В середине марта мне неожиданно позвонил коллега со смежного факультета, рассказавший о том, что у них умер бездетный старичок преподаватель и после него осталась большая библиотека. По слухам, он будто бы завещал ее университету, но засвидетельствовано это нигде толком не было, и его экономка открыла торги. У факультета на книги не оказалось средств, и вот библиотека, труд целой жизни, распадалась, рассеивалась. Слыша о таких вещах, я всегда горько сетую и вздыхаю, словно и мне уготована участь когда-нибудь распасться и рассеяться вместе с любимыми книгами. Но сделать ничего не могу — вырвать у университетских финансистов незапланированные средства не под силу и более высокому начальству. Поэтому мы с коллегой отправились на квартиру к преподавателю, чтобы купить несколько книг для себя. Пусть лучше мы, чем случайные люди.

Нас встретила та самая экономка, о которой рассказывал коллега, но я не увидел в ней ничего злодейского. Перед нами стояла пожилая опрятная женщина с высоким бюстом и толстой косой, в которую была вплетена черная лента, обозначавшая траур. Узнав, что мы из университета, она ничуть не смутилась и провела нас в профессорский кабинет. Там уже толпились покупатели. На библиотечной стремянке сидел военный, листавший греческих классиков, мальчишки-школьники искали научную фантастику, и какая-то дама спрашивала Дюма. Было странно видеть этих людей здесь, среди привыкших к тишине стен, кресел с обтертыми подлокотниками, над которыми словно еще витала прозрачная тень хозяина, и, взглянув на настольный календарь, я прочел запись: «В среду Митя… Поговорить». Как раз и была среда, но вот не поговорили…

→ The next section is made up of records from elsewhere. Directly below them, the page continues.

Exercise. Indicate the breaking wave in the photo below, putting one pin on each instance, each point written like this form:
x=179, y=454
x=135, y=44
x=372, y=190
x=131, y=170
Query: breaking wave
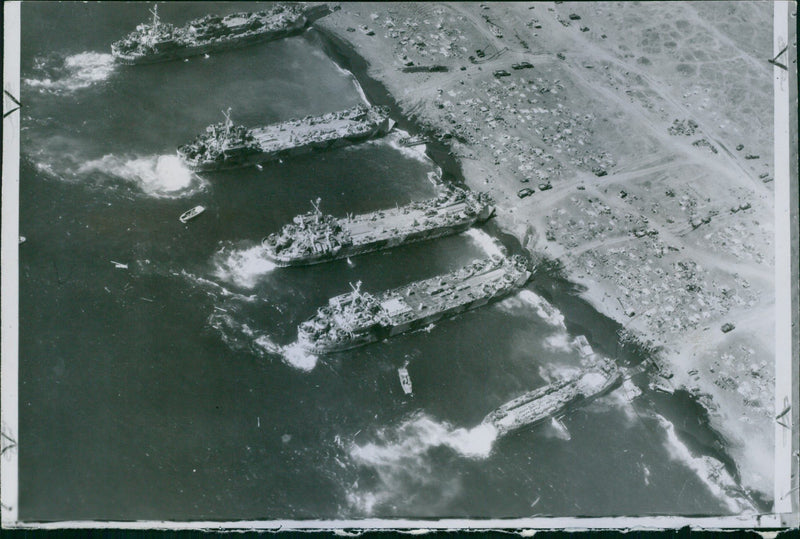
x=76, y=72
x=216, y=286
x=242, y=267
x=525, y=299
x=710, y=471
x=400, y=459
x=156, y=175
x=239, y=336
x=488, y=244
x=416, y=153
x=299, y=358
x=348, y=74
x=558, y=342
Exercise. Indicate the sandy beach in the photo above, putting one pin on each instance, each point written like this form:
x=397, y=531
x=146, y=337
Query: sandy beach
x=643, y=133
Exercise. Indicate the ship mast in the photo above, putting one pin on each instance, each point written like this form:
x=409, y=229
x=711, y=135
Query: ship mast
x=356, y=289
x=228, y=126
x=317, y=211
x=154, y=11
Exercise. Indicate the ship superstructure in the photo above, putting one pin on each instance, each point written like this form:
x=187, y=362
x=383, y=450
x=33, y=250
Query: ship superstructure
x=598, y=377
x=313, y=238
x=158, y=41
x=357, y=318
x=237, y=146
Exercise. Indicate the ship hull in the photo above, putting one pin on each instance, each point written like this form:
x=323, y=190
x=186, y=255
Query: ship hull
x=187, y=51
x=261, y=157
x=376, y=245
x=562, y=409
x=380, y=333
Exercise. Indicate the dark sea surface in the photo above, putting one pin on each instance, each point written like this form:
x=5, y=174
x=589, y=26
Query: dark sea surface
x=163, y=391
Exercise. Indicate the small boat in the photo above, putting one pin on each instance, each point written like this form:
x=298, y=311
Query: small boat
x=561, y=429
x=191, y=214
x=405, y=380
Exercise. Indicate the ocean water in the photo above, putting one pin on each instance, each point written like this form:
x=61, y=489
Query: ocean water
x=170, y=389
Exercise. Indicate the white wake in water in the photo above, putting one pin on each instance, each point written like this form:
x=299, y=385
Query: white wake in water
x=417, y=153
x=77, y=72
x=239, y=336
x=242, y=267
x=156, y=175
x=299, y=358
x=488, y=244
x=710, y=471
x=400, y=459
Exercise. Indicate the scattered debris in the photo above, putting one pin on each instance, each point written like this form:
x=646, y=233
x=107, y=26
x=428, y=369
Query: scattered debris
x=726, y=327
x=425, y=69
x=703, y=143
x=683, y=127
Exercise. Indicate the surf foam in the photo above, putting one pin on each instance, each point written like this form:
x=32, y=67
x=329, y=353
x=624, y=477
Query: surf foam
x=156, y=175
x=296, y=356
x=488, y=244
x=243, y=267
x=417, y=153
x=77, y=71
x=400, y=460
x=710, y=471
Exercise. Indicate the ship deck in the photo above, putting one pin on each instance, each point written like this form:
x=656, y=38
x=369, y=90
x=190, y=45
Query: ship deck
x=388, y=224
x=420, y=299
x=288, y=135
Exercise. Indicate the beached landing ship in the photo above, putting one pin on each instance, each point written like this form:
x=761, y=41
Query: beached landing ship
x=358, y=318
x=313, y=238
x=159, y=41
x=598, y=378
x=225, y=145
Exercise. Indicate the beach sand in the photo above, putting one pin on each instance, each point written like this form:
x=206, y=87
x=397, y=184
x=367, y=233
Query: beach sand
x=645, y=132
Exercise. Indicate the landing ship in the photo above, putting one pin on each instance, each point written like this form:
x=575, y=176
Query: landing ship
x=599, y=377
x=313, y=238
x=358, y=318
x=226, y=145
x=160, y=42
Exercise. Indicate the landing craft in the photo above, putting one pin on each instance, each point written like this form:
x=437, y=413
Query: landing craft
x=405, y=380
x=159, y=42
x=556, y=399
x=358, y=318
x=313, y=237
x=191, y=214
x=225, y=145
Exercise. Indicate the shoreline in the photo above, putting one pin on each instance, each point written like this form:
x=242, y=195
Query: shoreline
x=374, y=72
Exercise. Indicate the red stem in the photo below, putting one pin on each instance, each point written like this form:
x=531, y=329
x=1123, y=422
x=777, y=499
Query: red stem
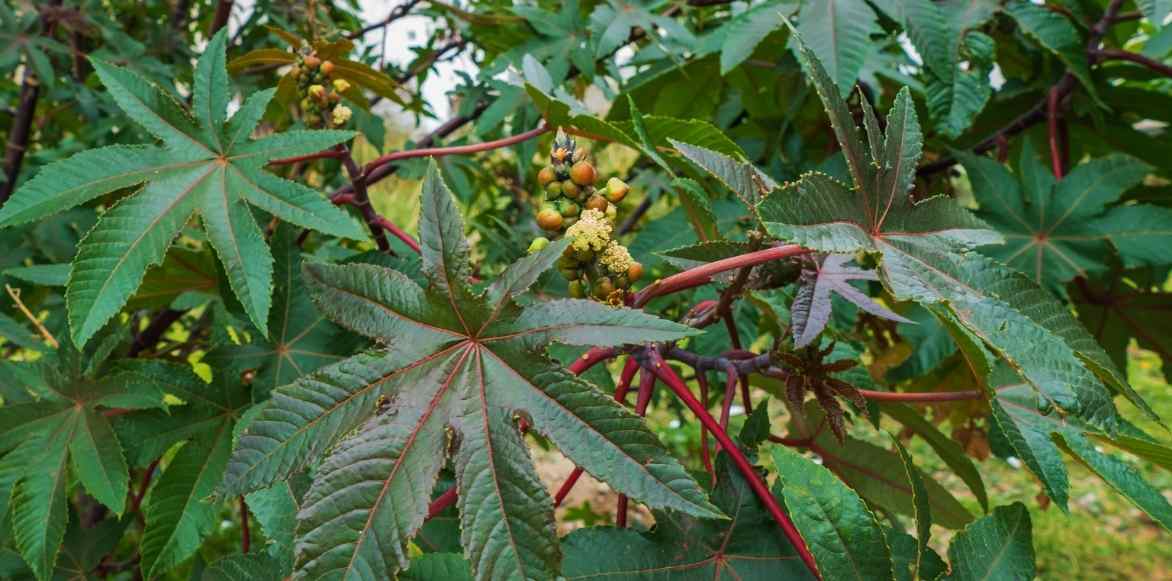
x=704, y=453
x=620, y=515
x=245, y=537
x=329, y=154
x=702, y=274
x=441, y=503
x=920, y=397
x=566, y=486
x=668, y=376
x=455, y=150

Книжицу я все-таки выбрал, заплатил за нее, и мы с коллегой двинулись к выходу. Хотелось скорее на улицу, на мартовский воздух, но дорогу нам загородил молодой человек, без шапки, в распахнутой охотничьей дохе, из-под которой выглядывал толстый вязаный свитер. «Вроде бы знакомое лицо», — подумал я, ожидая, что последует дальше. Молодой человек уперся рукой в дверной косяк и сказал:

— «И всюду меркантильный дух…» Так… И много наторговали?

Экономка растерянно улыбнулась, и ее полные плечи под черными кружевами кофточки заметно зарозовели.

— Митенька, книги не были завещаны университету, это совсем не так!

— Ай-яй-яй, почтенная женщина, такая преданность дому… Хорошо, что я вовремя успел!

— Митенька, люди подумают, что ты со мной невежлив.

Нам с коллегой понравилось, что молодой человек столь отважно защищает университетские интересы. «Наверное, бывший выпускник, — подумал я. — Но что он делает в этом доме?» Мне стало немного стыдно за лежавшую в портфеле книжку, я решительно достал ее и вновь поставил на полку. Так же, не сговариваясь, поступили мой коллега, дама и военный.